Risk Management: Mitigation vs. Response

To reiterate from our last post:

“It is better to mitigate a risk than attempt to survive an issue.”
(CJP Stoneman, 2010)

The purpose of mitigation with respect to proactive risk management is quite simply to undertake actions that will reduce the risk potential’s risk equivalent value (REV) which can be found through the following process:

1.    Constraint analysis: scope, time, cost, and quality (see our previous constraints mapping posts)
2.    Scoring assessment which draws its valuation from the constraints analysis
3.    Determine the risk potential’s REV which is the product of RCI * RPO (see previous post)
4.    Rank order the risks according to the organization’s or project’s prioritization profile
5.    Begin the task of mitigation planning on the highest order risks to conserve project resources

The above process provides several advantages to the project:

1.    Improvement in risk scoring assessment from the subjective to the objective,
2.    Efficient application and utilization of limited project resources, and
3.    Reducing the number of risk potentials for which mitigation planning is required.

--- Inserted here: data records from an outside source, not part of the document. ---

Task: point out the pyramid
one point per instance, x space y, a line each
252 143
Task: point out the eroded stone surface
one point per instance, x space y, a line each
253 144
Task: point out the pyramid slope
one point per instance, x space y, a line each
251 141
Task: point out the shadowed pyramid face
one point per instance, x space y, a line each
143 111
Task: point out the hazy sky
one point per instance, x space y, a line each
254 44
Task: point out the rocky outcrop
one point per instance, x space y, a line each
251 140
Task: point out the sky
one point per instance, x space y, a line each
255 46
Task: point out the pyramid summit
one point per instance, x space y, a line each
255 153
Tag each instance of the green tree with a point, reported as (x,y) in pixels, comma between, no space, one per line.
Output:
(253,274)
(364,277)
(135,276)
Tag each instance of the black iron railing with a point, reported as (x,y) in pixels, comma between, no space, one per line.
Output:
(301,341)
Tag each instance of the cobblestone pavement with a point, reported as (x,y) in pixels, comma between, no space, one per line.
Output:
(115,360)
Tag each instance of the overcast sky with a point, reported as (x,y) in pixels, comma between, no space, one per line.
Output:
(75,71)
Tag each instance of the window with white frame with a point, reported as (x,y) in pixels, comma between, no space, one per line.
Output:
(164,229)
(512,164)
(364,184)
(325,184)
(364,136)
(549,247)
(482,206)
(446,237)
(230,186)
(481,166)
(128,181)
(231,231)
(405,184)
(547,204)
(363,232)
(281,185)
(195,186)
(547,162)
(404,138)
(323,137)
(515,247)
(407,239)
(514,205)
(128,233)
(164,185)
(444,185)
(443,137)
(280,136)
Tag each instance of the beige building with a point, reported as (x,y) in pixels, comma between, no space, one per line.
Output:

As we have stated in prior posts, mitigation can only be applied to future events – one cannot mitigate the past or the present. In similar fashion, response can only be directed towards events that have become reality or triggered into reality. In risk management, one of the most important parameters tracked for each risk potential (in the risk register or database) is that of the risk’s triggers. These are future events associated with the risk potential that are monitored by the risk owner(s) indicating when a risk has transitioned from being an uncertain future event to an actuality or issue.

Thus, once a risk potential becomes an issue, it can no longer be mitigated as it has become reality and must now be managed to reduce its cost and burden to the project. Issues consume project resources that would otherwise be available to support the production of the project’s “fit-for-use” deliverables. This makes issue resolution a double cost to the project as it redirects funds from productive to reactive uses. In short, issues are parasitic distractions to the project’s resources and time allotments.

In closing, proactive risk management directs risk activities that seek to reduce a risk potential in both profile vectors: impact and probability (RCI and RPO). This lowers the overall REV so that if the risk does become reality through the advent of one of its triggers, the burden of the issue has been lightened through minimizing the expenditure of resources for its resolution. So as CJP Stoneman stated above, and we paraphrase, mitigation is better than resolution – it’s all about resource utilization.